Welcome to the forum. 

I'm sure someone will be along to answer your questions soon.

Regards,
Karen


----------



## Bevdeforges

valerie said:


> My question is would I be able to make a living in Italy doing the same? Do expats long for typical British window dressing?
> Any thoughts on this would be most welcome.


Do you see your market as only consisting of expats? If so, have you researched the size of the expat community in the area around Abruzzo? How do you market your products now? (Through local shops? Online? Mail order? Something else?)

Depending on how you set things up, you could keep your current customers while branching out - either to expats in Italy, or to a more generalized clientele throughout Europe. If you are making a living now, it should be possible to adapt and adjust to a new location to continue doing the same.

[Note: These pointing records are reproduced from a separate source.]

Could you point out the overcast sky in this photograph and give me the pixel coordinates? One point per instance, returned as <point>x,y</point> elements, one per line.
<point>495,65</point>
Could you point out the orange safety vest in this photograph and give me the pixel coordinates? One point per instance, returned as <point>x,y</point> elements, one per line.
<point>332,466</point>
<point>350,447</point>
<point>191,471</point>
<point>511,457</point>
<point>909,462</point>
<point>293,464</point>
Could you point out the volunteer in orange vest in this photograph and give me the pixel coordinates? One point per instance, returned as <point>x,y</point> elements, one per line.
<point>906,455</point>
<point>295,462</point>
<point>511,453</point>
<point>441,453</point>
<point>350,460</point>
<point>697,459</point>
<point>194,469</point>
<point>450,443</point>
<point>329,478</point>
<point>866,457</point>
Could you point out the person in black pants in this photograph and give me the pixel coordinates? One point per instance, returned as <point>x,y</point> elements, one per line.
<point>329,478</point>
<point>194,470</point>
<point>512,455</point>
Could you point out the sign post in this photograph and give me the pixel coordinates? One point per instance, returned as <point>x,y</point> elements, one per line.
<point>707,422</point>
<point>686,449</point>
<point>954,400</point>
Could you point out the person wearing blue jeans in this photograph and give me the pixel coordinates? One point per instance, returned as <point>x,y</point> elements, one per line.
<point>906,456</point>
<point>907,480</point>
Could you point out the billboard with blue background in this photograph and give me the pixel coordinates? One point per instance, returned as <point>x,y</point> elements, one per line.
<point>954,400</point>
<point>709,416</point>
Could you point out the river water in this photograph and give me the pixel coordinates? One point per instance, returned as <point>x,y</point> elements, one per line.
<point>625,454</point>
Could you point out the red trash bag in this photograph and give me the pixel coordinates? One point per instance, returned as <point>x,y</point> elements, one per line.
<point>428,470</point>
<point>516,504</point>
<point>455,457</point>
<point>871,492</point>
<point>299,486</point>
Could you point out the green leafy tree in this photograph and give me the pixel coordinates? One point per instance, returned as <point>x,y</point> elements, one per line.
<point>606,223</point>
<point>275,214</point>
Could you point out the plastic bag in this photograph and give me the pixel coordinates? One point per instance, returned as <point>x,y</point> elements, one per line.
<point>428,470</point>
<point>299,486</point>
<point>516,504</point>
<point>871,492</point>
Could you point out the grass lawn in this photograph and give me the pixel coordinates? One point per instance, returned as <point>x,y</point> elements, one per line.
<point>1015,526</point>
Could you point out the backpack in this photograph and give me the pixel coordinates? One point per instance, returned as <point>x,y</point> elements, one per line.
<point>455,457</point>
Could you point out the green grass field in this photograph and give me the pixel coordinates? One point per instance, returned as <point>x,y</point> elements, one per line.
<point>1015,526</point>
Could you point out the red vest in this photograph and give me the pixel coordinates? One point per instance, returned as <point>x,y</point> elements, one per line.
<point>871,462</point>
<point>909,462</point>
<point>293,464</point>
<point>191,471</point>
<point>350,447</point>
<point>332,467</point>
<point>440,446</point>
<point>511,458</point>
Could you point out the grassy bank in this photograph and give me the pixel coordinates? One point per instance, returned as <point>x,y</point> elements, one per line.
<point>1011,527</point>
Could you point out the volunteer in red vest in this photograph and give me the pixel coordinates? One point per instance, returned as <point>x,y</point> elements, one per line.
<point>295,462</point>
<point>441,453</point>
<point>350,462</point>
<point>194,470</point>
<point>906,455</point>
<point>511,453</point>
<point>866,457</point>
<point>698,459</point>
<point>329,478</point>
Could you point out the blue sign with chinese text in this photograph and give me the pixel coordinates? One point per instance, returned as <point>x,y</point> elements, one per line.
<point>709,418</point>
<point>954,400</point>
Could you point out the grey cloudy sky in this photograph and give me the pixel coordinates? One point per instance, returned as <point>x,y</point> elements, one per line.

Can't really help on the bus company issue - though there are anti-discrimination laws in the EU. The big question is - how is your (and his) Italian? If he isn't reasonably fluent, it may be difficult to find a job.
Cheers,
Bev


----------



## valerie1

*we would like some information please*

Thanks Bev

I am pleased to make curtains etc for everyone. I used to work in a retail shop and have spoken to a few expats that had returned to the UK to shop for curtains as they claimed it was difficult to find what they really liked abroad. 

At the moment my work comes via word of mouth.

I also make clothes, although most of these are for the re-enactment market, and I propose to set up a website for this purpose.

I have a fall back in that I have a TEFL certificate.

We will ask about the bus driving when we visit at the end of the month.

Once again Thank You.

Valerie


----------